As such it has a fair bit of clout in the Organisation of Petroleum Exporting Countries which in the past has been able to regulate how much crude oil is produced around the world and therefore how much you and I end up paying to fill up the car with fuel.
So when one of the region's biggest billionaire investors – and there are a few – stands up and says he's worried that US shale gas is a threat to the Saudi Arabia's then you know that using the term "revolution" to described the energy produced from fracking isn't over egging the pudding.
Prince Alwaleed bin Talal called on the Saudi government to help the region's economy diversify away from its reliance on oil income.
Such a statement highlights the threat of shale gas for a nation which has oil running through its veins and raised eyebrows will be the more moderate comebacks.
No doubt he has been getting the same reaction from oil drillers there after such a statement as he would have telling the good people of Bourneville 50 years ago that they should be expanding their product range away from dark chocolate.
Whether he's right or not remains to be seen but his statement certainly shines the light back on our own debate around fracking.
The US seems to be proving that shale gas can provide a huge economic boost, one which Northern Ireland could badly do with but one which comes with a lot of unknowns.
Reports vary on the environmental impact of fracking and because of that it's imperative that time is taken to research and understand any adverse side effects that may accompany the technology.

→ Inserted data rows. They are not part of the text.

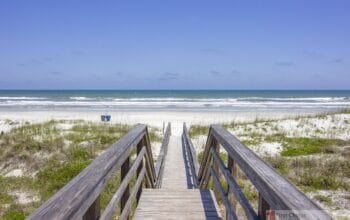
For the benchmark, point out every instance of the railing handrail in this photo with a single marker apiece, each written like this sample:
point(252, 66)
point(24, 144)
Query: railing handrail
point(274, 189)
point(192, 155)
point(77, 197)
point(159, 168)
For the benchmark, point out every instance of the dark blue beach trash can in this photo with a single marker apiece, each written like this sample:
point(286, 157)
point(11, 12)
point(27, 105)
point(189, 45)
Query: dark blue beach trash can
point(106, 118)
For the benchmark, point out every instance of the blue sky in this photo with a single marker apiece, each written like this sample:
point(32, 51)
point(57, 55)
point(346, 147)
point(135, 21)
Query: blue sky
point(174, 44)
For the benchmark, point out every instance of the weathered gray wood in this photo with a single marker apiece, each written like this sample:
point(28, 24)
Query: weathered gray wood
point(206, 161)
point(161, 157)
point(222, 194)
point(113, 204)
point(150, 157)
point(149, 171)
point(177, 204)
point(126, 211)
point(174, 167)
point(75, 198)
point(204, 180)
point(125, 196)
point(279, 193)
point(139, 152)
point(192, 151)
point(232, 169)
point(93, 213)
point(236, 190)
point(263, 207)
point(216, 149)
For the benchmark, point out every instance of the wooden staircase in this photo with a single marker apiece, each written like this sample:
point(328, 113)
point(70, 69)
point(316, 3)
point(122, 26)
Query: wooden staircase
point(175, 199)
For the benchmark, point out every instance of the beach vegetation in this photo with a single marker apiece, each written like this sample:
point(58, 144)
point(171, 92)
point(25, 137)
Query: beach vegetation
point(198, 130)
point(49, 155)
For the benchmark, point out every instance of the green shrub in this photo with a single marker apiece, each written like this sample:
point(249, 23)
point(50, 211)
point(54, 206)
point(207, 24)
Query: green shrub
point(54, 177)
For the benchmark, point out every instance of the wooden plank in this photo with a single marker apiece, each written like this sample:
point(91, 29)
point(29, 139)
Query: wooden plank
point(140, 147)
point(125, 196)
point(113, 204)
point(232, 168)
point(93, 213)
point(263, 207)
point(193, 155)
point(179, 204)
point(236, 190)
point(75, 198)
point(161, 157)
point(126, 211)
point(221, 192)
point(275, 189)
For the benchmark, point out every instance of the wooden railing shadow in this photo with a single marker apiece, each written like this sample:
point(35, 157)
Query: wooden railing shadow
point(276, 194)
point(80, 198)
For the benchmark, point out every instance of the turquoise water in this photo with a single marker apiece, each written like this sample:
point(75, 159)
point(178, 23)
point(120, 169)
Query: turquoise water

While the economic benefits may be quickly realised, the work to repair any environmental damage that may result from the process could take many hundreds of years.
There have been calls to write-off fracking in Northern Ireland right away but to do so would be churlish and a hugely short-sighted move.
We need to explore the technology to find out if shale has has a place in Northern Ireland and if it does then we need to extract it responsibly.
Balancing economic and environmental concerns is not an easy business but that's why we elect our minsters and it's up to them to explore all avenues available to them.
While Saudi Arabia is searching for ways to diversify its economy, we have a resource staring us in the face that we're unsure what to do with.